Agressivité sur la route : pourquoi perdons-nous si facilement notre calme au volant ?
Doigts d’honneur, insultes à travers la vitre, utilisation effrénée du klaxon, mais pourquoi les automobilistes sont-ils si coutumiers de la violence en voiture ? Pour Jean-Pascal Assailly, psychologue spécialisé dans la sécurité routière, l’attitude en voiture est d’abord simplement le reflet du comportement global des individus dans la vie. «C’est l’hypothèse de la correspondance», commente le chercheur, «en résumé si quelqu’un n’a pas peur de braquer une banque, il n’a pas peur de griller un stop». Vous êtes violent dans la vie, vous l’êtes très probablement en voiture.
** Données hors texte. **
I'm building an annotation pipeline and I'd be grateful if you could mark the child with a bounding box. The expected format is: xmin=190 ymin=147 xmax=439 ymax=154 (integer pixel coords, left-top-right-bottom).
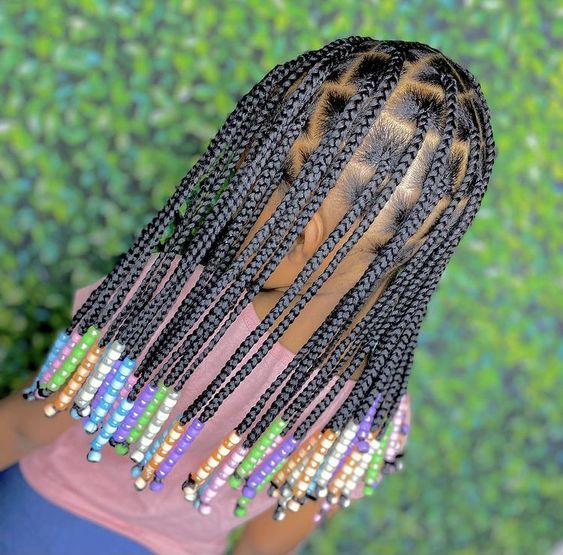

Mais sur les 40 millions d’automobilistes, il n’y a pas autant de braqueurs. Jean-Pascal Assailly s’est alors attelé à écrire un ouvrage (Homo automobilis, aux éditions Imago), pour comprendre ce qui pouvait bien arriver à «Monsieur tout le monde» lorsqu’il se met à insulter le conducteur voisin à la première occasion.
La voiture coupe l’automobiliste du monde
La première explication «d’un automobiliste moyen en colère», tient à «l’objet voiture» en lui-même, à «ses transformations» au cours du temps. «On a supprimé toutes sensations de vitesse, faisant de la voiture un objet ultra-confortable, coupé du monde», résume le chercheur, «on entend même plus le bruit du moteur». La voiture est devenue un utérus, théorise Jean-Pascal Assailly. Autrement dit, elle éloigne de la réalité, fond les gens dans l’anonymat, et favorise donc une faible prise en compte d’autrui. «Un peu comme sur les réseaux sociaux», illustre le psychologue.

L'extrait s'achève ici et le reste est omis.